If your VM boots from UEFI and use ACPI, the connection between the virtio-iommu and the PCI devices it serves is depicted by Virtual I/O Translation Table(VIOT) .

To be simple, in VIOT table you can specify the device ID (BDF) of the virtio-iommu, and the IDs of every PCI devices to be served.

Ask: When is a virtio-pci device attached to the virtio-iommu

Based on previous discussion of FDT and ACPI, the answer to this question is easy: Kernel already knows that a virtio-pci device need to sit behind a virtio-iommu device. So in the probe step of the virtio-pci driver, the kernel sends the MAP request to the virtio-iommu device in VMM.

Ask: How is the IOVA determined in a mapping request?

IOVA stands for I/O virtual address. After the mapping relation between the virtual address and physical address is established, driver can use this virtual address to perform DMA.

The physical address is allocated from guest IO space via the VMM. But how is the virtual address allocated?

Kernel function iommu_dma_alloc_iova() is a good point to start with if you want to look into the detail. This function takes the request size (and other parameters) and returns the allocated IOVA.

In my test, the request size was often 4KiB, and the IOVA was allocated from the end of 4GiB address space. So the first allocated IOVA was 0xFFFFF000, the second of the same domain was 0xFFFFE000……

Ask: How is the address translation performed?

For MMU, TLB hardware translates virtual address into physical address. For virtio-iommu, obviously there is not an equivalent hardware doing the job. The translation between the virtual address and physical address must be done by VMM software.

I will explain more detail about this with Cloud Hypervisor.

In Cloud Hypervisor the translation is done by AccessPlatform, which is a trait providing functions to do the translation between virtual address and physical address.

virtio-iommu is connected to virtio devices via the AccessPlatform. Specifically, things work this way:

Before creating every virtio devices, device-manager creates the virtio-iommu device at first. (code reference)
While creating a virtio device that is attached to the virtio-iommu, device-manager creates an AccessPlatform instance from the mapping data struct of the virtio-iommu. Of course now the mapping data is still empty. (code reference)
After a virtio-device is initialized, the mapping data begin to be updated each time a MAP or UNMAP request arrives at the virtio-iommu.
When the virtio device tries to access some IO address. It will check if it has an AccessPlatform instance or not. If yes, it means that the device itself is hidden beyond a virtio-iommu. So it will call the translate_gva function of the AccessPlatform to get the mapped physical address. With the physical address, the device then finish the IO access.

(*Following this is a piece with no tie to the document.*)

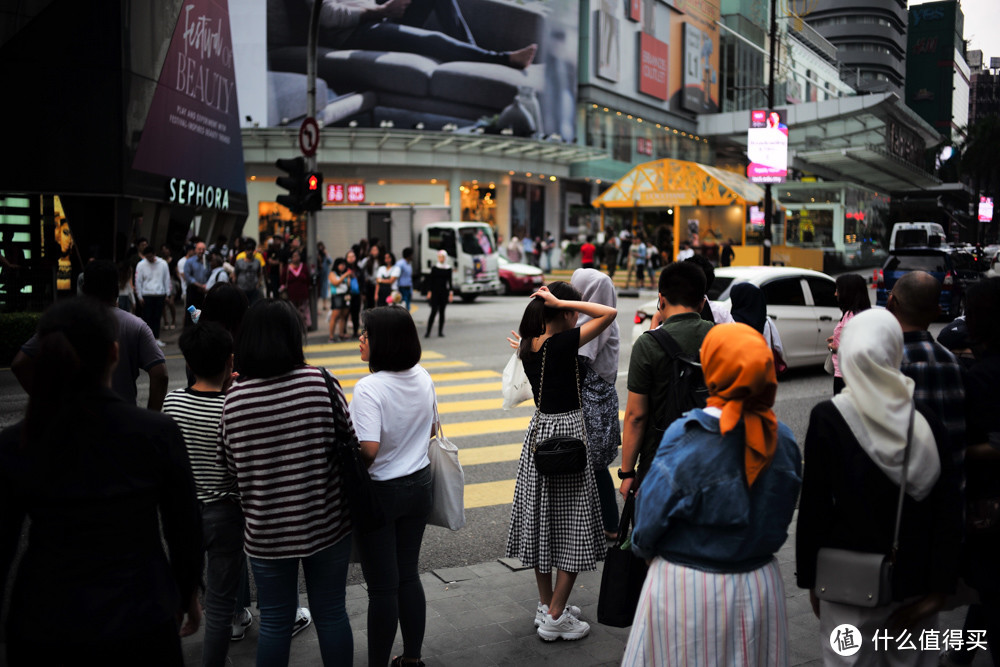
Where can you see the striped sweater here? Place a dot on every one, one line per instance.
(197, 413)
(276, 436)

Something to notice regarding physical addresses: The “physical address” mentioned in the process described above is not the real physical address on the host, it is the physical address in the guest instead. A virtio-iommu device only performs the translation (between the virtual address and physical address) inside the virtual system it is in, it cannot see the physical address of the host machine (bare metal). That is why the functions of AccessPlatform trait are named with gva (guest virtual address) and gpa (guest physical address).